Acme Insurance usually has eight different versions of the same content distributed across different channels: a web product page, email copy, customer FAQs, staff FAQs, print ads, social media profiles, flyers and a chatbot.

Using non-intelligent content, this would involve creating eight different versions of the same content from scratch, each tailored to the design of the medium it was written for. But by cleaning up that content and breaking it down into fragments to create intelligent content, you get something that looks more like this:

Presentation slide showing the content for Acme Insurance broken down into various form fields: Title, Summary, Feature 1, Feature 2, Eligibility, Price, Apply 1, Apply 2, Related Products and Related Content. Arrows point away from the form towards icons representing the different types of content it can convert into, such as chatbot, FAQs, flyers, etc.

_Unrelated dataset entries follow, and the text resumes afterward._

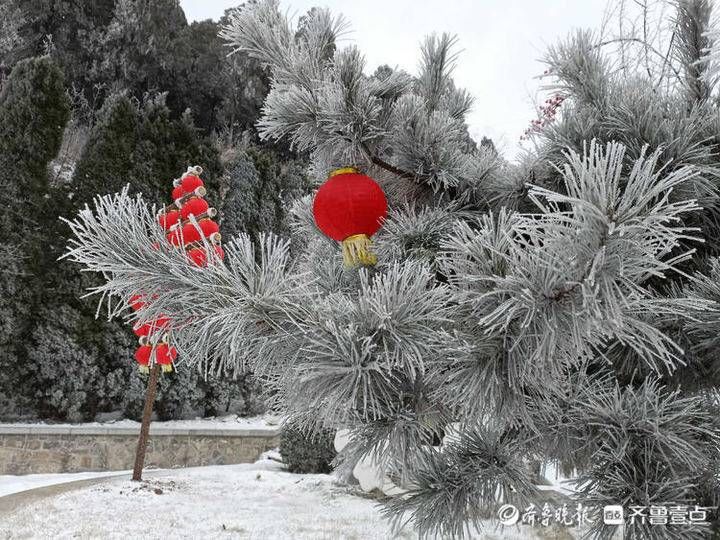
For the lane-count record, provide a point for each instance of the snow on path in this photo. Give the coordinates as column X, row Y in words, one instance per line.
column 253, row 501
column 10, row 484
column 222, row 422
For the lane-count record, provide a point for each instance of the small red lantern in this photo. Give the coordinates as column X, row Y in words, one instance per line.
column 190, row 233
column 350, row 208
column 168, row 219
column 142, row 355
column 195, row 206
column 208, row 227
column 165, row 356
column 190, row 183
column 177, row 193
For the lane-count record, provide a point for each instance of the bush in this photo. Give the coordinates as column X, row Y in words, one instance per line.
column 305, row 452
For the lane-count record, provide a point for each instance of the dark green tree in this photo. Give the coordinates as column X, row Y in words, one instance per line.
column 34, row 109
column 260, row 187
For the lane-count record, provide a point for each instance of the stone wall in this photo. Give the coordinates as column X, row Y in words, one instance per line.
column 48, row 449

The next step in the intelligent content process, as mentioned earlier, is the removal of content formatting and the addition of metadata tagging. Metadata summarizes basic information about what the data contains, which enables the “discoverable, reusable, reconfigurable and adaptable” part of the intelligent content definition. As The Rockley Group explains in its article ‘What is intelligent content?’:

“Semantically aware content is content which has been tagged with metadata to identify the kind of content within it. For example, you might tag your content with industry, role or audience, and product. If it is tagged with semantic metadata it is possible to automatically build customized information sets based on audience or industry for example. As more organizations start to create personalized content (content which is dynamically assembled upon user request that specifically matches a user’s need or user profile) this type of metadata becomes really important.”

Creating intelligent content means not only understanding the structure of your existing content, but the structure of the eventual form you want it to take. For example, a whitepaper might consist of an executive summary, introduction, main body and conclusion. Knowing this allows you to identify the relevant parts of your content to slot into those fields, and search through your existing content to find the right data. Later on, it also makes the content easier to manipulate and convert into various other forms.

For businesses who want to get started with intelligent content, here are Fleming’s tips for how to go about it:

  • Make intelligent content part of your strategy
  • Run a small-scale test first, to help with getting buy-in from the upper levels of the company
  • Invest in experts. Radically rethinking the way that you approach content is no easy task, and it’s a good idea to bring on a specialist agency or consultant who has experience implementing intelligent content at other organizations
  • Think about a single or headless CMS
  • Make organizational and process changes – for example, setting up a team to review content changes before they go live
  • Progress iteratively (little and often). Moving to intelligent content can be a big job depending on the size of your company; don’t try to achieve it all at once.